Beberapa pakar mengatakan bahwa kunjungan itu tidak lepas dari propaganda atau kampanye Obama dalam menghadapi pemilihan Presiden US yang akan dilangsungkan pada bulan November tahun ini. Namun pesan kuat yang juga secara implisit ingin disampaikan dari kunjungan ini adalah kampanye penyelamatan ekonomi US yang terancam oleh tingkat pengangguran yang tinggi (8,5%), sehingga dibutuhkan awareness dan upaya dari semua kalangan untuk menurunkan tingkat ancaman itu. Apalagi ancaman lebih besar yaitu krisis utang masih belum sepenuhnya teratasi. Utang US kini mencapai USD 2 triliun. Agenda kunjungan ini sebenarnya secara tidak langsung menunjukkan pula tingkat keparahan kesulitan ekonomi yang dihadapi perekonomian US. Ketidakbiasaan agenda seorang presiden negara adidaya ekonomi mengunjungi unit usaha sektor riil, kecil pula, memberikan indikasi arah kebijakan ekonomi yang sepintas tidak beda dengan negara berkembang atau emerging market; pro-jobs dan pro-poverty alleviation.

Sebelumnya Obama menawarkan kebijakan peningkatan pajak bagi kelompok masyarakat kaya, reformasi pajak yang membuat perusahaan swasta US lebih memilih berproduksi di dalam negeri, kebijakan suku bunga rendah bagi kepemilikan rumah dan diplomasi perdagangan yang tidak adil (merugikan US) khususnya dengan pesainya dari China. Kebijakan-kebijakan tersebut semakin menunjukkan madzhab kebijakan yang lebih pro-sektor riil, padahal US telah puluhan tahun mendapatkan keuntungan besar dari booming sektor keuangan. Dalam pidatonya di depan kongres pada selasa lalu Obama terkesan memberikan indikasi akar masalah arah kebijakan ekonomi selama ini, dan memaparkan pula respon kebijakan yang dianggap sebagai obat ampuh dari morat-maritnya ekonomi mereka.

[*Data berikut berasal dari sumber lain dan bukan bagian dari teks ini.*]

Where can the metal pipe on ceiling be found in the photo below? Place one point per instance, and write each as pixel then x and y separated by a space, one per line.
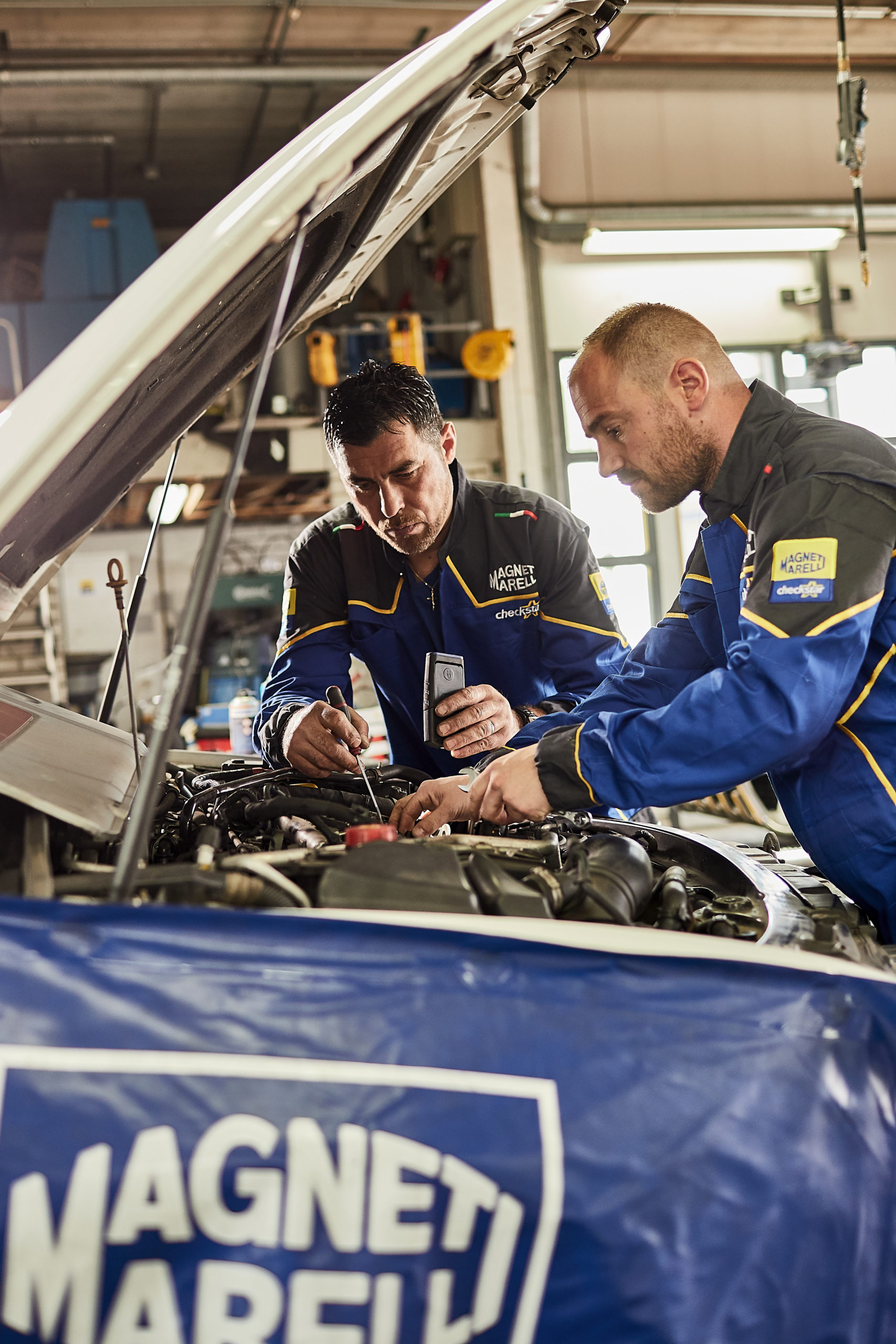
pixel 57 140
pixel 593 217
pixel 669 8
pixel 190 76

Seperti yang dikutip dari The Guardian, obama mengatakan: "Kita tidak akan kembali kepada ekonomi yang lemah akibat outsourcing, utang yang besar, dan keuntungan keuangan yang semu. Malam ini, saya ingin berbicara bagaimana kita bisa bergerak maju dan menjabarkan cetak biru bagi ekonomi yang dibangun untuk bertahan lama - ekonomi yang dibangun berdasarkan produksi, energi, dan kemampuan bagi pekerja Amerika dan pembaharuan bagi nilai-nilai Amerika." Bagi anda pemerhati diskursus pemikiran atau madzhab ekonomi, maka kebijakan Obama bernuansa madzhab neo-klasik yang mempercayai pertumbuhan ekonomi yang baik bersandar pada produktifitas, tingkat teknologi dan kapitalisasi modal. Tidak heran kini manuver kebijakan ekonomi Obama ada pada sektor riil, kerena memang akar masalah krisis saat ini hanya akan diobati oleh pembangunan lebih konsisten pada sektor ekonomi produktif, instead of kebijakan yang berkesan kosmetik pada sektor keuangan, seperti penguatan bemper likuiditas (i.e bailout) yang sebenarnya menguras banyak uang publik dan memunculkan ketidakseimbangan lanjutan, atau bahkan berpotensi menyulut kesenjangan antara penikmat bailout dan pembayar bailout. Wallahu a’lam.